TET-mediated 5-methylcytosine oxidation in tRNA promotes translation

Oxidation of 5-methylcytosine (5mC) in DNA by the ten-eleven translocation (TET) family of enzymes is indispensable for gene regulation in mammals. More recently, evidence has emerged to support a biological function for TET-mediated m(5)C oxidation in messenger RNA. Here, we describe a previously uncharacterized role of TET-mediated m(5C) oxidation in transfer RNA (tRNA). We found that the TET-mediated oxidation product 5-hydroxylmethylcytosine (hm5C) is specifically enriched in tRNA inside cells and that the oxidation activity of TET2 on m(5)C in tRNAs can be readily observed in vitro. We further observed that hm(5)C levels in tRNA were significantly decreased in Tet(2) KO mouse embryonic stem cells (mESCs) in comparison with wild-type mESCs.
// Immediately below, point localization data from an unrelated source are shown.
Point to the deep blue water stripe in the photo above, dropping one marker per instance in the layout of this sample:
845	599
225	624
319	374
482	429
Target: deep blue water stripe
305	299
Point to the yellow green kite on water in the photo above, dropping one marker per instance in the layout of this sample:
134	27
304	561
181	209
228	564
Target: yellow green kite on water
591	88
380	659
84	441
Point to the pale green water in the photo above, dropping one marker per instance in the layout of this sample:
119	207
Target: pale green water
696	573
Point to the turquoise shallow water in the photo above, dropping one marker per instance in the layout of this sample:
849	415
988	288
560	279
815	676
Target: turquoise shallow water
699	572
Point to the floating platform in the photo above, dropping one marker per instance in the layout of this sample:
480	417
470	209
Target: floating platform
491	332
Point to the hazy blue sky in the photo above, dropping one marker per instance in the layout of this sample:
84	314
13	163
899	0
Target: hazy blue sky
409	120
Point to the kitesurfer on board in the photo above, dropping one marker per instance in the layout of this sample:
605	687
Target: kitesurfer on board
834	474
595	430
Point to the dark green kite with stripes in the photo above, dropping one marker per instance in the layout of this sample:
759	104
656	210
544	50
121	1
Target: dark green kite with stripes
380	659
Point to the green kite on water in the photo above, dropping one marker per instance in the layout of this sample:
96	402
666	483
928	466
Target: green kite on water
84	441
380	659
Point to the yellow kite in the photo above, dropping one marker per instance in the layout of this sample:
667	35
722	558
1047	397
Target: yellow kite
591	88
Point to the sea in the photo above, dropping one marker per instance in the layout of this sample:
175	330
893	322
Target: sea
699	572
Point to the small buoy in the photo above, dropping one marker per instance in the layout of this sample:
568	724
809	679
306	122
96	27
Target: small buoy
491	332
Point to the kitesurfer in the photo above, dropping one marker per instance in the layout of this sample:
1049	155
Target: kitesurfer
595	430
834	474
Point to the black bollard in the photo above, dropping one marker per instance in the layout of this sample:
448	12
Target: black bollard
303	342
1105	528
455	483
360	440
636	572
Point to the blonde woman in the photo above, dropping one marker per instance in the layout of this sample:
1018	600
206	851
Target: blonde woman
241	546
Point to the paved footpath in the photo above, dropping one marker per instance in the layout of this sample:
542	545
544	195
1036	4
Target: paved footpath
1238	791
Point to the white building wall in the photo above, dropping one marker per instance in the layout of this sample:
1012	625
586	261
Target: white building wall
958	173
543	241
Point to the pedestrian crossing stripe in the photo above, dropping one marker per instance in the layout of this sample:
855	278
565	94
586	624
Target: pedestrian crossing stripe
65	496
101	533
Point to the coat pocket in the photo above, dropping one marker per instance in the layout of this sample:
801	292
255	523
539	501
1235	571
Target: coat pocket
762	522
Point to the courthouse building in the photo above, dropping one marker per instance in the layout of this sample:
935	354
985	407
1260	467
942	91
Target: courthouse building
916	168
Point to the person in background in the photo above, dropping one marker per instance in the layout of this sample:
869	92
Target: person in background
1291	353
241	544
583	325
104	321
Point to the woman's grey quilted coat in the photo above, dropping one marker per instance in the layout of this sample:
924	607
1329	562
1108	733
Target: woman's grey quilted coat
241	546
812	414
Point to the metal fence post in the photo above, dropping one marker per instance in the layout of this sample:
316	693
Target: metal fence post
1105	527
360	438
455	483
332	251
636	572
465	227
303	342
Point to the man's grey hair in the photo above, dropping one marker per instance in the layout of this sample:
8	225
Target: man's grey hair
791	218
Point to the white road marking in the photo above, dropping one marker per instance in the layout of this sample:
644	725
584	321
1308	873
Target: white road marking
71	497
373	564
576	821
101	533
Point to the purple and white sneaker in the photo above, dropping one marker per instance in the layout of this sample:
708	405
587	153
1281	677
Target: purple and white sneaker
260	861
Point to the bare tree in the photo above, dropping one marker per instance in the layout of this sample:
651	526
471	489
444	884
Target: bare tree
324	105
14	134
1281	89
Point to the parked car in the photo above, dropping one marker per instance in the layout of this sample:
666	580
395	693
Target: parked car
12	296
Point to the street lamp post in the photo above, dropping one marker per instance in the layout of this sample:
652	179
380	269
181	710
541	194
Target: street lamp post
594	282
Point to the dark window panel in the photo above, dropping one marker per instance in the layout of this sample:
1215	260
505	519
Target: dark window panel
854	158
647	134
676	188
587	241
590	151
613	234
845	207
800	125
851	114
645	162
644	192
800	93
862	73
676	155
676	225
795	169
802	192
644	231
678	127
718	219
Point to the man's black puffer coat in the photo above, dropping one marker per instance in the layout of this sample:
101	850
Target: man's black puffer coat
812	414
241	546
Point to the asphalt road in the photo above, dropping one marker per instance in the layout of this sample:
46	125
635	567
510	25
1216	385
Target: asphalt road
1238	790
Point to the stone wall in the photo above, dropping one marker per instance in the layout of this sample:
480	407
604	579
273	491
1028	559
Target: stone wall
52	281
Reciprocally, induced expression of the catalytic domain of TET2 led to an obvious increase in hm(5)C and a decrease in m(5)C in tRNAs relative to uninduced cells. Strikingly, we also show that TET2-mediated m(5)C oxidation in tRNA promotes translation in vitro. These results suggest TET2 may influence translation through impacting tRNA methylation and reveal an unexpected role for TET enzymes in regulating multiple nodes of the central dogma.

Automated summary

The oxidation of 5-methylcytosine in DNA by TET enzymes is crucial for gene regulation, and recent evidence suggests a biological function for TET-mediated m(5)C oxidation in both mRNA and tRNA. Specifically, TET2-mediated oxidation of m(5)C in tRNA promotes translation and influences tRNA methylation. These findings reveal an unexpected role for TET enzymes in regulating multiple aspects of the central dogma.